5.11. Dual Detection of HBV and HCV in Blood Spiked in Samples
To test the dual detection capability, we used blood serum samples obtained from the healthy donors and spiked with known concentrations of HBV DNA and HCV RNA. Samples were processed and subjected to the dual enzyme reaction followed by LFA detection. The assay’s robustness was confirmed by consistent detection of both viruses in mixed and individual samples.

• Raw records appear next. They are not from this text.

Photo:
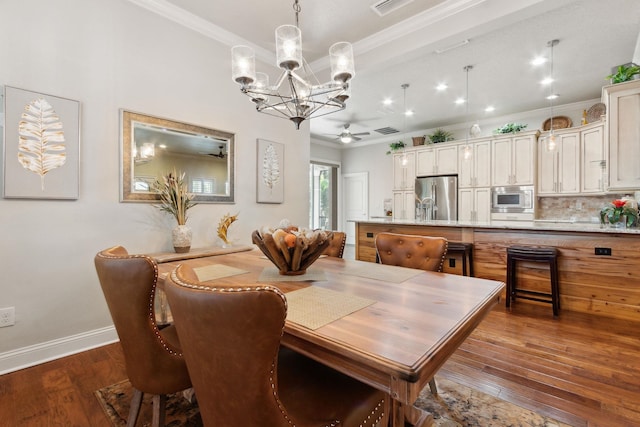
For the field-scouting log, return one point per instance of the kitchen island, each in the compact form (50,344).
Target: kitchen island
(604,284)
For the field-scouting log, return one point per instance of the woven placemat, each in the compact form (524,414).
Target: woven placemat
(216,271)
(271,274)
(313,307)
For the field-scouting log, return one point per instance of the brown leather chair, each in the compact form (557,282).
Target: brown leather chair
(153,358)
(420,252)
(336,245)
(242,377)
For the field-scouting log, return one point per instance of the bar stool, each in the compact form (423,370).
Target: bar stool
(533,254)
(466,250)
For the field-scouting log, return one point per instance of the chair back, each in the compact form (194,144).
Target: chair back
(153,359)
(230,337)
(336,244)
(421,252)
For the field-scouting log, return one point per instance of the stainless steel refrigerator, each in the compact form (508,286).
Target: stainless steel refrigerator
(437,198)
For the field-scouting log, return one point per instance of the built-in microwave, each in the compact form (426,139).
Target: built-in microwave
(512,199)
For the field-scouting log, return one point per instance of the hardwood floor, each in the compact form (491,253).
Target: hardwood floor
(578,369)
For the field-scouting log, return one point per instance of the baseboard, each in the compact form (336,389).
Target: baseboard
(26,357)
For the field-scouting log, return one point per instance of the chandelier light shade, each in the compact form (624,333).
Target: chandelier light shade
(551,139)
(297,94)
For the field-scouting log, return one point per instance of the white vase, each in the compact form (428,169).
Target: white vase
(181,238)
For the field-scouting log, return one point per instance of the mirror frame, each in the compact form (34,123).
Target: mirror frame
(126,143)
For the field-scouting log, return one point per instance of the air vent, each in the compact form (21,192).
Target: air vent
(387,131)
(384,7)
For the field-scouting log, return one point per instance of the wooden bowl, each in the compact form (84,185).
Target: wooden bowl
(292,261)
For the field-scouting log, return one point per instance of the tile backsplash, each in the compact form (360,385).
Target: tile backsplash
(578,208)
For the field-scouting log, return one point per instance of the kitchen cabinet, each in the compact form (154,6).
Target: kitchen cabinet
(404,170)
(622,101)
(513,159)
(404,205)
(476,170)
(593,164)
(559,169)
(474,204)
(437,160)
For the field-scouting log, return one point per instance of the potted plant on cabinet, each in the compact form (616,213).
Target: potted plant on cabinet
(395,146)
(176,200)
(624,73)
(440,135)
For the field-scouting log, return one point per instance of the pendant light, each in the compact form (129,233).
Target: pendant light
(404,125)
(551,139)
(466,151)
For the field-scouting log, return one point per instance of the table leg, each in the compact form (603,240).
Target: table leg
(403,415)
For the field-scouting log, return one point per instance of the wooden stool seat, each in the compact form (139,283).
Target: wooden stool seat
(466,249)
(533,254)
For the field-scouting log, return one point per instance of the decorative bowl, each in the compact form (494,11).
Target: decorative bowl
(292,254)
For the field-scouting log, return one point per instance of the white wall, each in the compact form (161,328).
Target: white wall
(111,55)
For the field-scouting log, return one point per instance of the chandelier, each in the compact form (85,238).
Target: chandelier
(297,94)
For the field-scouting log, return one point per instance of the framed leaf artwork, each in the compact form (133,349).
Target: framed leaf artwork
(270,170)
(41,145)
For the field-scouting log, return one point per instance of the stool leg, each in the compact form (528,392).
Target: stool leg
(510,267)
(555,289)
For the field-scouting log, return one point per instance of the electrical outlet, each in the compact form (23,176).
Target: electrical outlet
(7,316)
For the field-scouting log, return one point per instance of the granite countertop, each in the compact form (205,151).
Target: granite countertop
(537,225)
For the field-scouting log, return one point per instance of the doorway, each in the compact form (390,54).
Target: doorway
(323,209)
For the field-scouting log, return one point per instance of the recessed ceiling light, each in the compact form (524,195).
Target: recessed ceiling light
(538,60)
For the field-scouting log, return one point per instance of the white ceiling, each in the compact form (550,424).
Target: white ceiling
(504,35)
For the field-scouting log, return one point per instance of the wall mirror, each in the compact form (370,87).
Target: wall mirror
(153,146)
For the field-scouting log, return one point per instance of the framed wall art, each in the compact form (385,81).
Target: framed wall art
(270,172)
(41,145)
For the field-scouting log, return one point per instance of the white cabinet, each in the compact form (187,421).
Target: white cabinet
(513,159)
(623,131)
(404,171)
(474,204)
(404,205)
(475,171)
(593,164)
(559,169)
(437,160)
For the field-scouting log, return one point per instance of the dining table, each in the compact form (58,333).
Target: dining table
(389,327)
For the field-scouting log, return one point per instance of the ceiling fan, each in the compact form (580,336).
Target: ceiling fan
(346,136)
(220,155)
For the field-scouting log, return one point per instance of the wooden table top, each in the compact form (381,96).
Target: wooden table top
(395,344)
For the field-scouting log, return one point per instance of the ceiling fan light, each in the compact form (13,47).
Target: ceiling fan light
(243,65)
(288,47)
(341,58)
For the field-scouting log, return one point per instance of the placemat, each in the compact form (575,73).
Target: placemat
(314,307)
(272,274)
(394,275)
(216,271)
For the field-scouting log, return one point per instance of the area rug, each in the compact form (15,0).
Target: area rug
(454,406)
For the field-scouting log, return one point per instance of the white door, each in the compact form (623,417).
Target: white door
(356,202)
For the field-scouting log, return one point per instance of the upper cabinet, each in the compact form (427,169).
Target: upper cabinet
(592,156)
(475,171)
(404,170)
(559,169)
(441,160)
(513,159)
(623,131)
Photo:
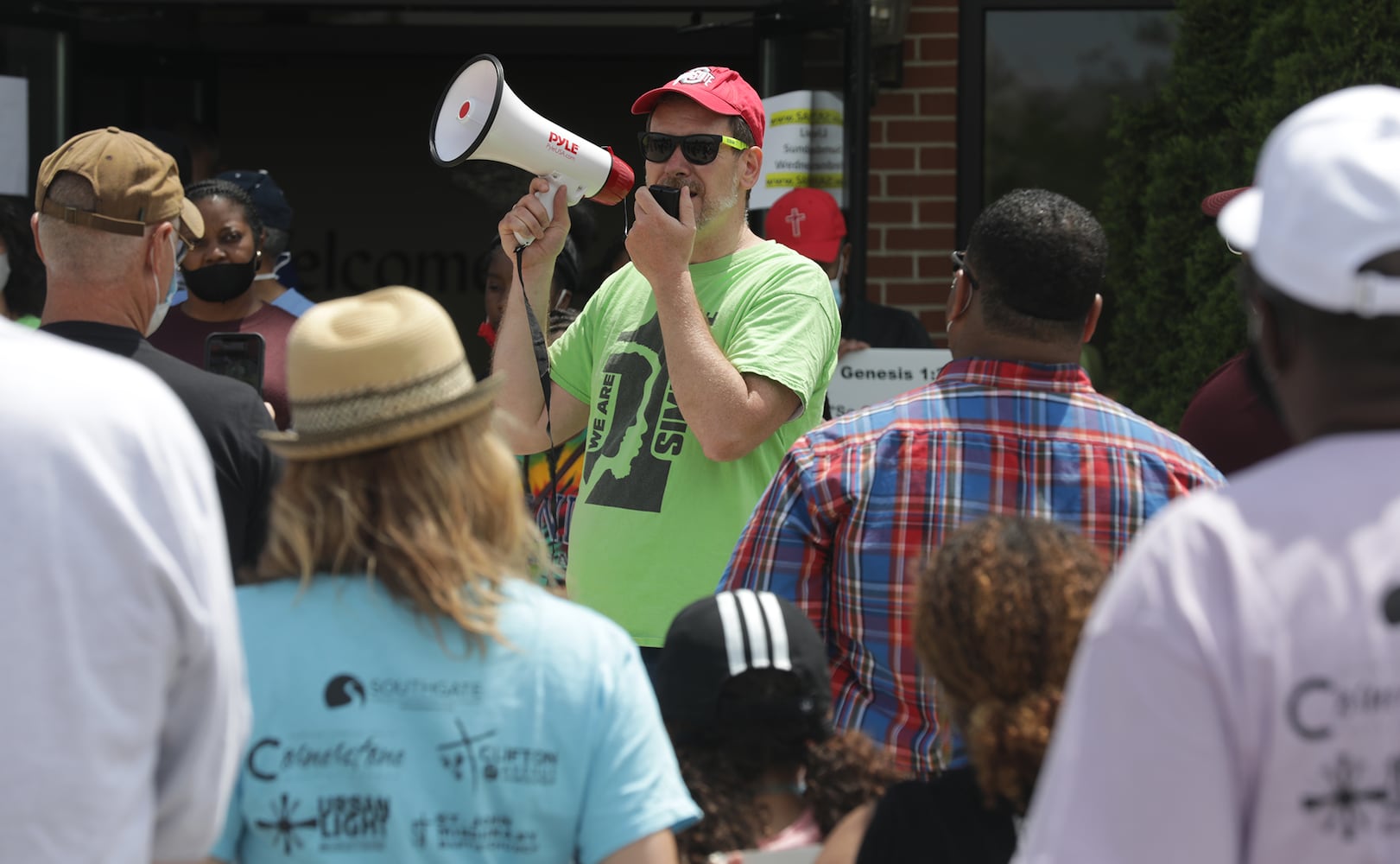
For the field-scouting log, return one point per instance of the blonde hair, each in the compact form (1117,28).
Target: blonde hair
(440,521)
(996,625)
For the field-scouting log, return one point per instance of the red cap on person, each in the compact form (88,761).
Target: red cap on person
(807,221)
(714,87)
(1211,205)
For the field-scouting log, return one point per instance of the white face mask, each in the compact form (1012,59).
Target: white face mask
(162,302)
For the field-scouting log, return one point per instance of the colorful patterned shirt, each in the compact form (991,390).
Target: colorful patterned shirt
(860,505)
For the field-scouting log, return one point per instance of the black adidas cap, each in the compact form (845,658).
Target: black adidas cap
(720,638)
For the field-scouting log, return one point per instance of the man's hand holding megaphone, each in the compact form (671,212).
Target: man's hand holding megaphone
(531,219)
(660,245)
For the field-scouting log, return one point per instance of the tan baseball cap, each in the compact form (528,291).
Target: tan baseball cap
(136,184)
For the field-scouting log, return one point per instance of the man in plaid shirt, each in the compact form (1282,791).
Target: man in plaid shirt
(1011,426)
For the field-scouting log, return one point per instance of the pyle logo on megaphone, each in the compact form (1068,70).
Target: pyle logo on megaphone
(563,146)
(479,118)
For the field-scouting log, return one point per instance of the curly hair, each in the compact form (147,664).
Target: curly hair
(27,288)
(721,765)
(997,620)
(1041,259)
(218,187)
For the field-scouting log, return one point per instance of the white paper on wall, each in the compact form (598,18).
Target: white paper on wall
(15,137)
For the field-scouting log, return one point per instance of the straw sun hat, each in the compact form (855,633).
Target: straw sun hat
(376,370)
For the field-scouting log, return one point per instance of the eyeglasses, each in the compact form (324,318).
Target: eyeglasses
(960,264)
(698,149)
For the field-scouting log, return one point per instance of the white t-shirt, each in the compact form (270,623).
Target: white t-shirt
(1237,695)
(122,697)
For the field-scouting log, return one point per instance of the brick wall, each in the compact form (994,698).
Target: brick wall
(913,171)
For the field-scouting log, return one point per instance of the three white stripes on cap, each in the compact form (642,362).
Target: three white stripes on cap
(742,611)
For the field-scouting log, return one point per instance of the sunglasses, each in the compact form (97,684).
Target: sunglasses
(698,149)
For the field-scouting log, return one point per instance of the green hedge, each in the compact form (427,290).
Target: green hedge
(1239,67)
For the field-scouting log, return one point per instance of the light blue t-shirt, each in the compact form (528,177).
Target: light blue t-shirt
(372,744)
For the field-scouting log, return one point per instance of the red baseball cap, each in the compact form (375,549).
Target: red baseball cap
(807,221)
(714,87)
(1211,205)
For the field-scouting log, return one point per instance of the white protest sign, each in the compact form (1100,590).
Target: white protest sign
(15,137)
(802,146)
(878,374)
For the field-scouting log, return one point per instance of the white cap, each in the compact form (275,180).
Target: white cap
(1326,200)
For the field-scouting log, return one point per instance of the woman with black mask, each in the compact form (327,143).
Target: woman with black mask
(219,273)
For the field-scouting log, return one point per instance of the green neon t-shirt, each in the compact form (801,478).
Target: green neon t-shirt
(656,520)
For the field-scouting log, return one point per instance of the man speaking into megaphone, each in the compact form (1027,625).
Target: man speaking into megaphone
(692,370)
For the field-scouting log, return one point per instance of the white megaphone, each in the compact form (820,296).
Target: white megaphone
(479,118)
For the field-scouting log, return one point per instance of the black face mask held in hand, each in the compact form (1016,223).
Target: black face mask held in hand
(220,283)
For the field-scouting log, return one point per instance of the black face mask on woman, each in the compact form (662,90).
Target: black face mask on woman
(220,283)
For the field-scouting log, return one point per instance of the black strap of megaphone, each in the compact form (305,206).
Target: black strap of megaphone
(545,385)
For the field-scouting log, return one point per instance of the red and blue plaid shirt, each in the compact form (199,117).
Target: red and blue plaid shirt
(861,503)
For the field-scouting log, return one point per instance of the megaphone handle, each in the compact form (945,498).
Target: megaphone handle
(548,199)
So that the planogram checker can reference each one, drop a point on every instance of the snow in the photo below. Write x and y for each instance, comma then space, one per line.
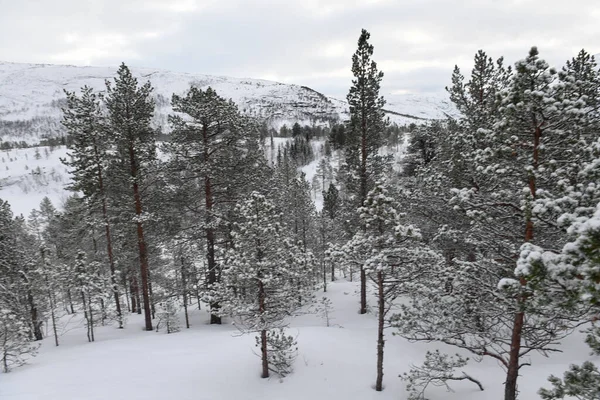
214, 362
25, 180
33, 94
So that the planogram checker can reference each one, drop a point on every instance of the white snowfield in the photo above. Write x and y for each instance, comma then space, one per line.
209, 362
26, 178
31, 97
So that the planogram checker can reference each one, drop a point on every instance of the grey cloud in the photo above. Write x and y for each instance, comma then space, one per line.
308, 42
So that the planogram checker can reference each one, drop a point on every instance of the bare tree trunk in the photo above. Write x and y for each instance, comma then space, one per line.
210, 233
102, 312
363, 291
332, 271
363, 197
152, 308
85, 315
141, 240
126, 294
512, 373
36, 324
263, 333
91, 318
184, 292
51, 298
109, 249
324, 276
380, 338
70, 301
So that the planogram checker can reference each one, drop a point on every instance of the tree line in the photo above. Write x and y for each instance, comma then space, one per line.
488, 227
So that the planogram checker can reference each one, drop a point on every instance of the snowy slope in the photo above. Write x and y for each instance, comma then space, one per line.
31, 96
25, 180
209, 362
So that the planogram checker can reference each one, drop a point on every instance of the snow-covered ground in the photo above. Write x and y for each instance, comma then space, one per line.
208, 362
25, 179
31, 97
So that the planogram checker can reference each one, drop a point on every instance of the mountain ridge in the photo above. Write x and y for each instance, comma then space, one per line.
31, 97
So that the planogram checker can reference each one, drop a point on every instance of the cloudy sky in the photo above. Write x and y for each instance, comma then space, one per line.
308, 42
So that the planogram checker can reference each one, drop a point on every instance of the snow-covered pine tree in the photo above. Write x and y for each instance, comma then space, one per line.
167, 316
18, 312
15, 346
437, 370
391, 255
90, 286
89, 156
128, 125
508, 165
216, 151
364, 134
264, 276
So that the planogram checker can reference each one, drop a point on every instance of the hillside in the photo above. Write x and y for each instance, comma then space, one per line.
210, 362
31, 97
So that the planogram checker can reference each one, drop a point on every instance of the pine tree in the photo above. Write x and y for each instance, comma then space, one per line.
365, 131
215, 149
130, 110
88, 159
264, 276
391, 255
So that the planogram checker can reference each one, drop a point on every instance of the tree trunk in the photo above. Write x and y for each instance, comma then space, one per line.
86, 316
152, 308
143, 252
363, 291
109, 250
91, 314
363, 195
324, 276
70, 301
35, 323
332, 271
210, 234
512, 373
263, 332
184, 293
126, 294
380, 340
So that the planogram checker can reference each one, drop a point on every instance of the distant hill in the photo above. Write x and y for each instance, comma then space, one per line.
31, 97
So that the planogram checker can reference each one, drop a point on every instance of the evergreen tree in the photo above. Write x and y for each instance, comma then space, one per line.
88, 159
365, 131
264, 276
216, 150
130, 110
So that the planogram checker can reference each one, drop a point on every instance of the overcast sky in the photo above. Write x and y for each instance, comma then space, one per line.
308, 42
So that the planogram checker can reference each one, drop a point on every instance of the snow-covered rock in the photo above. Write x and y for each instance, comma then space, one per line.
31, 97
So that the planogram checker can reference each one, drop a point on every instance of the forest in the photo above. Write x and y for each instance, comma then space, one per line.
480, 232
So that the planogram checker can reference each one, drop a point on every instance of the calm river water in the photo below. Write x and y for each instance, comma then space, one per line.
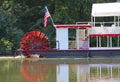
60, 70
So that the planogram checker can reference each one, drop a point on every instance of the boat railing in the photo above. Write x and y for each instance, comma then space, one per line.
101, 24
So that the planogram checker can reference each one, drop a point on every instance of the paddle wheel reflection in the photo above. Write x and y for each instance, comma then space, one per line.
34, 71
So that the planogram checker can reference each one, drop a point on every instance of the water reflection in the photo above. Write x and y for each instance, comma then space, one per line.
36, 71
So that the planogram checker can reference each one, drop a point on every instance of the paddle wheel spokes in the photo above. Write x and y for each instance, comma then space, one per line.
34, 40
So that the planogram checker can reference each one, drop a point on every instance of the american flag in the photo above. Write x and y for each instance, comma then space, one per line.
46, 16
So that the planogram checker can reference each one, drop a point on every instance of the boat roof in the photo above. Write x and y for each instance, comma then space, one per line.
106, 9
73, 26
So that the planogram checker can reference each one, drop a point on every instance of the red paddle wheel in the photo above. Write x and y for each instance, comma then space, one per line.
33, 41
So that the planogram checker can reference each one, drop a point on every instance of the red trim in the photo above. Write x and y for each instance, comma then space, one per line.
94, 35
74, 26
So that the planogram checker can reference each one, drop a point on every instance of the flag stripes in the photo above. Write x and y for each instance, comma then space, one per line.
46, 16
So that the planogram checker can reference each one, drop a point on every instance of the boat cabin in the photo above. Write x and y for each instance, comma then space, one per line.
94, 35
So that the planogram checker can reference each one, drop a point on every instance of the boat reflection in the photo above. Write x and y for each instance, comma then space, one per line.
34, 71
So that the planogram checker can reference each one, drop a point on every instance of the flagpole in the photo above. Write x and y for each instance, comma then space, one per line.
51, 18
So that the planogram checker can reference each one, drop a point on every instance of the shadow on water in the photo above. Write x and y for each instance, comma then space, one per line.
60, 70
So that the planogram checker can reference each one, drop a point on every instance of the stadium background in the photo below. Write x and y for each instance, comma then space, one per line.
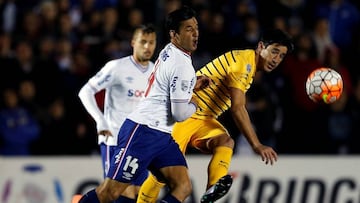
50, 48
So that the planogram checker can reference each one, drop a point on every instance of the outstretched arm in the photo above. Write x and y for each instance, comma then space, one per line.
243, 122
87, 97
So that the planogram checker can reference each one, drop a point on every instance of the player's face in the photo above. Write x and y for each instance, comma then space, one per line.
188, 35
272, 56
143, 47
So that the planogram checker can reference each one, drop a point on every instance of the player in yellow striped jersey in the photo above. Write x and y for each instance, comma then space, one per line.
232, 75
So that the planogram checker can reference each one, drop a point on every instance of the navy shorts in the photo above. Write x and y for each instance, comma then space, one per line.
106, 153
141, 148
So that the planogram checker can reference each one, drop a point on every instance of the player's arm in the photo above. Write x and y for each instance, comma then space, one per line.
87, 97
243, 122
182, 110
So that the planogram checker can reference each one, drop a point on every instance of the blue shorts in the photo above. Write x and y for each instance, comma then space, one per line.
106, 153
140, 149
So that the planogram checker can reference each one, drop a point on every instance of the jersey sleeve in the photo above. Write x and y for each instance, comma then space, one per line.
238, 75
182, 84
104, 78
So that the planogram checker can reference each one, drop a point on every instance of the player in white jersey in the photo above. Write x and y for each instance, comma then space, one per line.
124, 81
145, 141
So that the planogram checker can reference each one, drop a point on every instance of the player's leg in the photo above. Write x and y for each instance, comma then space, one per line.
174, 170
130, 193
108, 191
149, 190
179, 183
213, 138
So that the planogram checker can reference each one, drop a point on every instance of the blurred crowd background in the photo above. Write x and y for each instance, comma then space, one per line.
50, 48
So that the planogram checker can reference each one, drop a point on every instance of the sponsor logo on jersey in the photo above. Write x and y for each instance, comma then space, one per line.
248, 68
118, 156
184, 85
106, 79
129, 79
164, 56
173, 84
135, 93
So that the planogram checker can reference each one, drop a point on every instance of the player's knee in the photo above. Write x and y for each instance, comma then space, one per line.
184, 187
222, 140
109, 191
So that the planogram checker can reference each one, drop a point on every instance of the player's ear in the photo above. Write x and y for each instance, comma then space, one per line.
172, 33
261, 45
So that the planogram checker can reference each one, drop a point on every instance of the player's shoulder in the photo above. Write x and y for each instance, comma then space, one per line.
245, 53
125, 59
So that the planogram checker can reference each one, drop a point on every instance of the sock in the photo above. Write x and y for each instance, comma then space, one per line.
89, 197
123, 199
76, 198
169, 199
219, 164
149, 190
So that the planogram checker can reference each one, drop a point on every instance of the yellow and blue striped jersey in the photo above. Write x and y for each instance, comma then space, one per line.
234, 69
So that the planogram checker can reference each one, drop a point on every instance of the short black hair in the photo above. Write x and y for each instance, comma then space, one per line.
174, 19
277, 36
146, 28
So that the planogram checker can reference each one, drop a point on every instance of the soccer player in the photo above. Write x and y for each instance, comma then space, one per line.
145, 140
232, 75
124, 81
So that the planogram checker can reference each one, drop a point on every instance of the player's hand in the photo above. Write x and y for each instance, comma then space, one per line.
268, 155
106, 133
202, 81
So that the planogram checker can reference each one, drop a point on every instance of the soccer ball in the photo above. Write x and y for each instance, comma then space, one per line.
324, 85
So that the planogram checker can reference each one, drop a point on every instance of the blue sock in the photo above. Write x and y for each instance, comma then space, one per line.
169, 199
123, 199
89, 197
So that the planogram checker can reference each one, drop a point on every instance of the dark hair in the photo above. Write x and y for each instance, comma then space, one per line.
277, 36
174, 19
146, 28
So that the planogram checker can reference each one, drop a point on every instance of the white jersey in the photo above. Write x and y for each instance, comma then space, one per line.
124, 82
173, 80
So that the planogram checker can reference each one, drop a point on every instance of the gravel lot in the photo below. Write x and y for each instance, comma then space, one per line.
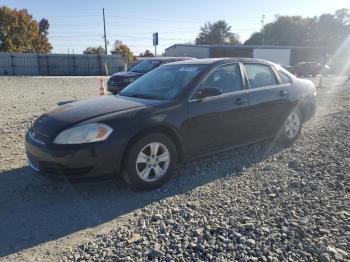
263, 202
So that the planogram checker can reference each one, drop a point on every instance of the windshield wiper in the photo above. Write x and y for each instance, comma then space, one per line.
136, 96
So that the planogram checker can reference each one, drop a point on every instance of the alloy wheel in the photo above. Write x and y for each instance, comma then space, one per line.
152, 162
292, 125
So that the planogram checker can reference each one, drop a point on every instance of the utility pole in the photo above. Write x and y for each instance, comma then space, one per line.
104, 29
262, 28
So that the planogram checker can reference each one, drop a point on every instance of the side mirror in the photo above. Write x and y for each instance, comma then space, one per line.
208, 92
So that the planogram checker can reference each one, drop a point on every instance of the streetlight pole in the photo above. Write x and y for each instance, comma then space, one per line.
104, 29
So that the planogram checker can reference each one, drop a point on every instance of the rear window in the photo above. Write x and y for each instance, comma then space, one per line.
260, 75
284, 78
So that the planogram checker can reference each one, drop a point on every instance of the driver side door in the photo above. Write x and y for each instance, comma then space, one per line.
218, 121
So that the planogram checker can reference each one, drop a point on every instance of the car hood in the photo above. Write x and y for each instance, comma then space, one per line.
49, 124
125, 75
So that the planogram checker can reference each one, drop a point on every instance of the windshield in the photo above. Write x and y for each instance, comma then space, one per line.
145, 66
164, 83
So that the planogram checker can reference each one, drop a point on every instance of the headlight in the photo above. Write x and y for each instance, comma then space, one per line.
88, 133
129, 80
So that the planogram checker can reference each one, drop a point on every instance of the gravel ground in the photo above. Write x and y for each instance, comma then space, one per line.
263, 202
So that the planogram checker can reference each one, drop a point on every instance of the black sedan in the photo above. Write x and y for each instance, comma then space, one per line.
177, 112
118, 81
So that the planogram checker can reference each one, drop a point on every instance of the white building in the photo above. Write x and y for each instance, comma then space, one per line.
283, 55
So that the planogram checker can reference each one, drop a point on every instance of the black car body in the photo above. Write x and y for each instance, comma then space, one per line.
118, 81
198, 120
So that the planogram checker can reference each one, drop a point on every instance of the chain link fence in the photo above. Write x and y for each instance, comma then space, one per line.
60, 64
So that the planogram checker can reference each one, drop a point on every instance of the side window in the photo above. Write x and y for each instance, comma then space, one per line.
284, 78
225, 78
260, 75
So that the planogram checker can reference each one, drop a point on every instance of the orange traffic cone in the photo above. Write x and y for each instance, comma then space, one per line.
102, 88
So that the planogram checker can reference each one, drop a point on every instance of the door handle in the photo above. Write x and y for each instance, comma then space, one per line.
240, 101
283, 93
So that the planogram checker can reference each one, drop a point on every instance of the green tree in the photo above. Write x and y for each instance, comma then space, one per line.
147, 53
218, 32
124, 51
94, 50
20, 33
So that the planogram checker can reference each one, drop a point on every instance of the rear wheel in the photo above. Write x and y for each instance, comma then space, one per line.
150, 162
291, 128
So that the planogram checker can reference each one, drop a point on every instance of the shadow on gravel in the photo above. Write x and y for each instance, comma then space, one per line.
61, 103
35, 209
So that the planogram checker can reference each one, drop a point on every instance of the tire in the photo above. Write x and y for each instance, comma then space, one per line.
291, 129
147, 166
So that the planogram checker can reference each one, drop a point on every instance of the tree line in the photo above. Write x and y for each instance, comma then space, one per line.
20, 33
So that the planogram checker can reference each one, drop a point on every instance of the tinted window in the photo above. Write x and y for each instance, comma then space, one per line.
284, 78
145, 66
260, 75
225, 78
163, 83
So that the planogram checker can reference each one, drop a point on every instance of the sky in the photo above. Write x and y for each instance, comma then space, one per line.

5.12. Statistical Analysis
Statistical analysis of the samples was performed using GraphPad Prism 8. The Pearson correlation coefficient was used for correlation analysis. Nonparametric t test was used to compare the mean difference between two data sets as mentioned in the results.
Ethics Statement
In accordance with the necessary regulatory requirements, we have secured the appropriate clearances to ensure the safety and ethical compliance of our research. Specifically, the ethical clearance (Reference Number: 12/10/409/JMI/IEC/2022) was obtained from the Jamia Millia Islamia Institutional Committee, confirming that our research protocols adhere to the established ethical standards. Additionally, we have received the biosafety clearance (Reference Number: P2l2-15.11.17) from the University, ensuring that all biosafety measures have been thoroughly evaluated and approved.
Conflicts of Interest
The authors declare no conflicts of interest.
Funding
TA expresses his gratitude for the financial assistance provided through the DBT grant (BT/PR40619/MED/30/2294/2020) from the Department of Biotechnology, Ministry of Science and Technology, Govt. of India. JI acknowledges DST Grant (No. DST/TDT/TDP-38/2022) from the Department of Science and Technology, Ministry of Science and Technology, Govt. of India and Ramalingaswami Fellowship Grant (BT/RLF/Re-entry/09/2015) from the Department of Biotechnology (DBT) Govt. of India. SNS acknowledges the University Grants Commission (UGC) for the Senior Research Fellowship.
Acknowledgments
TA, JI, and AS extend their appreciation to our colleagues and fellow researchers for their insightful feedback and collaboration spirit. They are thankful to the faculty members of MCARS, Jamia Millia Islamia, for their valuable support and discussion while preparing this manuscript. SNS acknowledges the University Grants Commission (UGC) for the Senior Research Fellowship.
Open Research
Data Availability Statement
The data utilized in this study are available from the corresponding author upon reasonable request. This includes the raw and processed data used in the analysis.